Friday, March 20, 2009

Your Tax Dollars at Work

I work for a consulting company that won the bid for a Department of Defense web project. Fortunately, this week we began moving our people into the building in Rosslyn where the DoD folks on the project sit. It's pretty nice - the office space was just completely renovated, and the building is as close to a "downtown" as you can get around here; I definitely prefer it to the suburbs.

The woman whose cubicle is adjacent to mine is probably in her mid-forties. Her 11-year-old son is 5'3" tall, weighs 140, and plays two sports after school. They live in an 800-sf apartment near King Street and like to shop at Whole Foods. She picks her son up from his after-school activities in the evenings, while another mother drives the boys there. She's gained 10 pounds since she started this job. I found all of this out in less than two days of work (or, rather, what I call 'work').

And how do I know this much about the woman on the other side of my cubicle "wall?" Because Queen Gab Fest spends half her day on the phone, that's how.

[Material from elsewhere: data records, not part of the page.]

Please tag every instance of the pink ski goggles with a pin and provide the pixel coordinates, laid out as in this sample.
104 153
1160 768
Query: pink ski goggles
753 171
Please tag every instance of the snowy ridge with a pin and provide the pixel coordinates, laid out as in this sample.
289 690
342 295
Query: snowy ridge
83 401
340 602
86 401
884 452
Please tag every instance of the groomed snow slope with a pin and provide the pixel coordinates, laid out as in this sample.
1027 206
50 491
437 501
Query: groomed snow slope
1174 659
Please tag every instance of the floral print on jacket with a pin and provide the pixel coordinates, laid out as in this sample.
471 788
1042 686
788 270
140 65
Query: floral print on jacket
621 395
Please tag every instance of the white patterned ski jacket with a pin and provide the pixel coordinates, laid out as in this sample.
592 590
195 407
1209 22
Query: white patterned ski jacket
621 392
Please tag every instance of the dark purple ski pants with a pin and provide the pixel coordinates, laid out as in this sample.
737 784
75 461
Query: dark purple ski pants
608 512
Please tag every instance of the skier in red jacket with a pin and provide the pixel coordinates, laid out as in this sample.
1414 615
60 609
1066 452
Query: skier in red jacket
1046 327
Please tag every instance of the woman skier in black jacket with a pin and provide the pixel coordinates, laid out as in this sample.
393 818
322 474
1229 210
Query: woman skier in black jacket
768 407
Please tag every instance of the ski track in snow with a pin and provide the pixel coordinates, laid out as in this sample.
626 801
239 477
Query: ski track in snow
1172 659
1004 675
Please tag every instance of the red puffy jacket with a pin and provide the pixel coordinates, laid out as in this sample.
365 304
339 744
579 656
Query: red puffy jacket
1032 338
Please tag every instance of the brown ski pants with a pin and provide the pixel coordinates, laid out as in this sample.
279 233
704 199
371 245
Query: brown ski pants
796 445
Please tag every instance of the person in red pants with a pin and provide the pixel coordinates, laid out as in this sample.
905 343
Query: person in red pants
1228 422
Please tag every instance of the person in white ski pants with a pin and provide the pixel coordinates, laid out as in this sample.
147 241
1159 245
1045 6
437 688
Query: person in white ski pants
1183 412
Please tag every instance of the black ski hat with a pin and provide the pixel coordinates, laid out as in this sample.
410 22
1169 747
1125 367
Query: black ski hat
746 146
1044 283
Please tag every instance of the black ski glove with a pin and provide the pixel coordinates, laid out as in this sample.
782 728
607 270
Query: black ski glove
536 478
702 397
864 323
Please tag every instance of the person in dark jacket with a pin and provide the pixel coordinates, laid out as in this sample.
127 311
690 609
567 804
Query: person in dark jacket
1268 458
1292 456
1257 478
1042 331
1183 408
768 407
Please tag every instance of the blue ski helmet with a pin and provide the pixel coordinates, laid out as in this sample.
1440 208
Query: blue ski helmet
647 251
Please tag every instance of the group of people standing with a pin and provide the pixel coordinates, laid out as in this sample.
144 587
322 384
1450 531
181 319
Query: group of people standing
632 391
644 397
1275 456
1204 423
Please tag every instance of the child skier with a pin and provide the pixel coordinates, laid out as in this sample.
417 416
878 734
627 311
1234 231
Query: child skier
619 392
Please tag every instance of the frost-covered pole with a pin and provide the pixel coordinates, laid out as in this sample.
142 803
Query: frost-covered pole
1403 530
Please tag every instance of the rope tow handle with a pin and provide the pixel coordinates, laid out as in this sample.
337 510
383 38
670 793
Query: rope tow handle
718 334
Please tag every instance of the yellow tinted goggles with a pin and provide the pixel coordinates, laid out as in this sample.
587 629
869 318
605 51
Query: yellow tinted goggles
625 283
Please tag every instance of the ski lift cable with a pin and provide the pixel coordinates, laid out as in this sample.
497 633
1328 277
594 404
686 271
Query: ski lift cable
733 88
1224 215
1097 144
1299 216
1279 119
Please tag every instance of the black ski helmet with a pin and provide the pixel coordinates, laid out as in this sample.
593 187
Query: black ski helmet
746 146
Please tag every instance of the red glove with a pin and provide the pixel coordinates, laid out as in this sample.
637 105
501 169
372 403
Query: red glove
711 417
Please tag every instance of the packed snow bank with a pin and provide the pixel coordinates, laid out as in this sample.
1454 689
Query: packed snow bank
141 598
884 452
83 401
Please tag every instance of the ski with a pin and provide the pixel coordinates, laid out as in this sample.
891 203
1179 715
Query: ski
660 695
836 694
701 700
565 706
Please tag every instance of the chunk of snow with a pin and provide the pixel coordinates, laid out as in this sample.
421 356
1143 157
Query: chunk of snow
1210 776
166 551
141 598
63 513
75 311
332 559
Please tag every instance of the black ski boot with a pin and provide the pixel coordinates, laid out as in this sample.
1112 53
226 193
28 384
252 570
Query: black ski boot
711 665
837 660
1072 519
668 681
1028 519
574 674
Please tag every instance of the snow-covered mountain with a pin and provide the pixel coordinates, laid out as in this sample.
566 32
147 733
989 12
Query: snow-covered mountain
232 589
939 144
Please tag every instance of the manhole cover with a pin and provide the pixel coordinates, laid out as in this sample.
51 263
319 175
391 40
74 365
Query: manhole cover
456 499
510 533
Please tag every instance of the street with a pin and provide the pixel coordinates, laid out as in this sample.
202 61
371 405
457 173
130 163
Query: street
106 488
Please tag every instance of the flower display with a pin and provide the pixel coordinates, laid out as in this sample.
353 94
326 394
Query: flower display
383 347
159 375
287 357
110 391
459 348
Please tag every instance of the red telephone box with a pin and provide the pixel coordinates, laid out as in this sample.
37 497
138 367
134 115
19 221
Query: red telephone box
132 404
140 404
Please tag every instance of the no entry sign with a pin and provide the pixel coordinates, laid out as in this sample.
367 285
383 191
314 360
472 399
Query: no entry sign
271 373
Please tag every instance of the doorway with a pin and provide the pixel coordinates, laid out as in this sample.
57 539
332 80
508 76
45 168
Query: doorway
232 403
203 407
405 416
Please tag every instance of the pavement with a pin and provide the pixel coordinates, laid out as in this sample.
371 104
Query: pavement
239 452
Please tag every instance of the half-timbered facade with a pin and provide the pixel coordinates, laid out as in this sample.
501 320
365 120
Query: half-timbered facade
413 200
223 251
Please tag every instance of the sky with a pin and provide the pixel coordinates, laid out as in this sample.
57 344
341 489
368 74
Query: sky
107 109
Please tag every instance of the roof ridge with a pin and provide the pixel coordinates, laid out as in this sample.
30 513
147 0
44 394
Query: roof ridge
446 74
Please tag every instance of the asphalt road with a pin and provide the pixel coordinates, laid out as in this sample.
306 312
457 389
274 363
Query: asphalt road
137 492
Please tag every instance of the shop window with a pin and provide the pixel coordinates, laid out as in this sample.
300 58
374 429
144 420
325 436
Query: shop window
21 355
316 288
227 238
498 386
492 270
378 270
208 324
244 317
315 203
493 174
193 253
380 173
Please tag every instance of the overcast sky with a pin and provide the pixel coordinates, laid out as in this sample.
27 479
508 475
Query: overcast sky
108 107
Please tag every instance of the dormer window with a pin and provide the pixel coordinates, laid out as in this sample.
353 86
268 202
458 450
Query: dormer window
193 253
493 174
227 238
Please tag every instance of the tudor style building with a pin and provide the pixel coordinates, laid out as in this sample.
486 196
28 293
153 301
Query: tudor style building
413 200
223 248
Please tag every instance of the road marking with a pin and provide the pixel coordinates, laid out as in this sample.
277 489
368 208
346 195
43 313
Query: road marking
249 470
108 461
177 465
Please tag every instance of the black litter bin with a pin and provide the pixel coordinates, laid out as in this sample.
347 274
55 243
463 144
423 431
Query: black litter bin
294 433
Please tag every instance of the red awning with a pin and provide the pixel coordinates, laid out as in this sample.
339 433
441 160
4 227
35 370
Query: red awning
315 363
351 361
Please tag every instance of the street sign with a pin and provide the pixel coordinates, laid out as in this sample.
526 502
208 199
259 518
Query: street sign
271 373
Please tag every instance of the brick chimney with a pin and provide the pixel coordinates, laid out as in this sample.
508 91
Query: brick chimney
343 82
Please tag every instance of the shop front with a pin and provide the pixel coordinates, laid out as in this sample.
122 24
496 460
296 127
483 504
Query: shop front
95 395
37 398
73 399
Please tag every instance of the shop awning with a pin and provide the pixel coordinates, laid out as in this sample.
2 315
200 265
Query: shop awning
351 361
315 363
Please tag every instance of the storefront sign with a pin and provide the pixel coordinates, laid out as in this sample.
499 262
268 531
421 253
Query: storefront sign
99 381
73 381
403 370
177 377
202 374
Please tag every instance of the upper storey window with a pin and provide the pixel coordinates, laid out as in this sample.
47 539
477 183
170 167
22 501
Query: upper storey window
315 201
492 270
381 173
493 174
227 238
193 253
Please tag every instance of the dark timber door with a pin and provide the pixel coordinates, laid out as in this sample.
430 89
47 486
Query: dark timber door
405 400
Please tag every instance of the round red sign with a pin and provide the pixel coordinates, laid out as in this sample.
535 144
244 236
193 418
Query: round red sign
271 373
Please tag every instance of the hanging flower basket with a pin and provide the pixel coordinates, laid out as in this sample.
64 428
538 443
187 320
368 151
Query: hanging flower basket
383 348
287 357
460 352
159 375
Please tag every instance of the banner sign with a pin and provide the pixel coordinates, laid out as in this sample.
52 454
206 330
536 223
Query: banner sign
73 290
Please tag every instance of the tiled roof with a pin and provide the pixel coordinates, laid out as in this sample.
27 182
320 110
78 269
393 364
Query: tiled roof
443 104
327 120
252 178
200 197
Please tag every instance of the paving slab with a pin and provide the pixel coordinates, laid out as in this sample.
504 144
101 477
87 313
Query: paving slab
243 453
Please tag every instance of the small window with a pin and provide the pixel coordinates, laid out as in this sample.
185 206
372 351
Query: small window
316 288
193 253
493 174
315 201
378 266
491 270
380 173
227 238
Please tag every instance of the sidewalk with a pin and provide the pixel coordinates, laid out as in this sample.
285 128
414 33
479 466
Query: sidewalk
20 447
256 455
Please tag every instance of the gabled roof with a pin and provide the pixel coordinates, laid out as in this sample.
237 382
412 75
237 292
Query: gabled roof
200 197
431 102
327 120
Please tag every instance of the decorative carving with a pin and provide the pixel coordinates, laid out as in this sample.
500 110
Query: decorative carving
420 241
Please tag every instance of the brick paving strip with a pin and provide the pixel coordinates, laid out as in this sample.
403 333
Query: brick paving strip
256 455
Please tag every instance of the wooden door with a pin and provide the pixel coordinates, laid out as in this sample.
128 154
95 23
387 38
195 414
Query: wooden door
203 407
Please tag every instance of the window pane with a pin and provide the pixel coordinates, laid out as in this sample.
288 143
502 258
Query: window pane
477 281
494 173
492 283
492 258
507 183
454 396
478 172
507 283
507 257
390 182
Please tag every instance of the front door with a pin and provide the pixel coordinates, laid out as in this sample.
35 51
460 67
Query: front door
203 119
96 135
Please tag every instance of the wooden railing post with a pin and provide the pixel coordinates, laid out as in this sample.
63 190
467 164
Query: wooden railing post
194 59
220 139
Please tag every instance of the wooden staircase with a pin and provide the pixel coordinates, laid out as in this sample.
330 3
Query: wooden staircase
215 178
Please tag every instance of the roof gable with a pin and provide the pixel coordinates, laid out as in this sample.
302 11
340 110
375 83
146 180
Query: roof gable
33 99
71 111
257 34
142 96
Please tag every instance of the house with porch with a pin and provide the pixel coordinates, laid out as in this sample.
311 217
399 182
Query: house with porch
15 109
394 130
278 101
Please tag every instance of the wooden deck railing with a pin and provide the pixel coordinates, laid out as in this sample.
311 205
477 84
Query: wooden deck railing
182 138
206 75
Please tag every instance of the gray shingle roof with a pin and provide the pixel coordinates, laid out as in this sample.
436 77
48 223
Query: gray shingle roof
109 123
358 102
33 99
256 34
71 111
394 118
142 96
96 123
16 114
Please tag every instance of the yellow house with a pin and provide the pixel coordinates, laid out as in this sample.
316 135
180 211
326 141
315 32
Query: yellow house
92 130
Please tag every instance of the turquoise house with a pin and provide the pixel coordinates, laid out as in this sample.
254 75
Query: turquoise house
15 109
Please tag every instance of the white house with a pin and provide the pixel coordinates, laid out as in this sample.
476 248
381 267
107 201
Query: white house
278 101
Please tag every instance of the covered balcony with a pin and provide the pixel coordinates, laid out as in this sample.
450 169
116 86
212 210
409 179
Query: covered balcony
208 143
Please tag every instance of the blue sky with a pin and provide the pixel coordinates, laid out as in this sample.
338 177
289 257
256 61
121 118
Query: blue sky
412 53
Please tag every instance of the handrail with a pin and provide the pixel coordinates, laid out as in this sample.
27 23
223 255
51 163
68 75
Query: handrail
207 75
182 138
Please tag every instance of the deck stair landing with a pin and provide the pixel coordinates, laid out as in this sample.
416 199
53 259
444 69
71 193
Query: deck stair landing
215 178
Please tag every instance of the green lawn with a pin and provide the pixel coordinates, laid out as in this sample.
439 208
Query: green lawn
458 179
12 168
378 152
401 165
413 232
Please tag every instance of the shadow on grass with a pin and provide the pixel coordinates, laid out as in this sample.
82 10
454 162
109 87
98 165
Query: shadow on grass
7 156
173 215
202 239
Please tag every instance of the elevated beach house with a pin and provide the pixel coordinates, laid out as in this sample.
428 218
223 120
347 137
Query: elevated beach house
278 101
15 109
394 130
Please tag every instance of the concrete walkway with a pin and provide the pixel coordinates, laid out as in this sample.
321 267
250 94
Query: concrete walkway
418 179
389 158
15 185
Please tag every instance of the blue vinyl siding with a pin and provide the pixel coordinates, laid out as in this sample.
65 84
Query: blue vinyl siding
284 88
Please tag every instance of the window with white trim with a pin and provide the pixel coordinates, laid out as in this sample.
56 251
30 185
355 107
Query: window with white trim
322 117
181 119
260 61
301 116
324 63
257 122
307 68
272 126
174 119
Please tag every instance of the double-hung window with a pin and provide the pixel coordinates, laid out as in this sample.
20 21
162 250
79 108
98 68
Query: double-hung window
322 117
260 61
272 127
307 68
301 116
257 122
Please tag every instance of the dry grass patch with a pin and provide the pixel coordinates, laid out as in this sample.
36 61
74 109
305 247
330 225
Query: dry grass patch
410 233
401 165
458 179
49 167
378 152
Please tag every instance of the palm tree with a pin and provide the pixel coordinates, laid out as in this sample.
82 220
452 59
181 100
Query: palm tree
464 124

And she is LOUD. I brought ear plugs in today and ended up putting them in and pulling them out of my ears all day long while Ms. Gabbie made her loud personal calls. To make matters worse, she's a fan of speaker phone. That was too much, I thought to myself while beating my head against my desk. But the kicker was when she turned on some video on her computer, with no qualms about airing the sound through her PC speakers. At that point, I finally spoke up, "What is that?"

"Oh, it's my computer. Sorry." Unfazed, the audio continued.

Anyone who has ever worked in a cubicle environment knows these unwritten rules: No loud voices, no music, no computer audio without headphones, and no speaker phone. Period. No, no, no, no, no!

The funny thing is, all of us consultants sit together in one area. The DoD folks sit on the other side of the floor. I'm surrounded by empty cubicles right now. Any occupied cubicle near me has one of my teammates sitting in it. Most of my teammates are still in the old office across town.

And yet, in this vast sea of empty cubicles, who ends up sitting just inches from me, with nothing more than two one-half-inch thick corkboards separating us? The loudest, most talkative, oblivious woman on the floor. Why isn't she sitting with her own folks? Hmmm.

So there you have it. Your tax dollars at work at the DoD. I can't imagine taking a job and then sitting on the phone half the day. It's either a Southern thing or a government thing because I saw it the last time I left NY and moved to this area. You figure, if she's spending a good four hours a day on the phone, she must be one of those people who surfs the Web and responds to personal email at work too. When does she work?

Maybe she doesn't have to. Maybe her boyfriend works at AiG . . . . but let's not go there. Not today.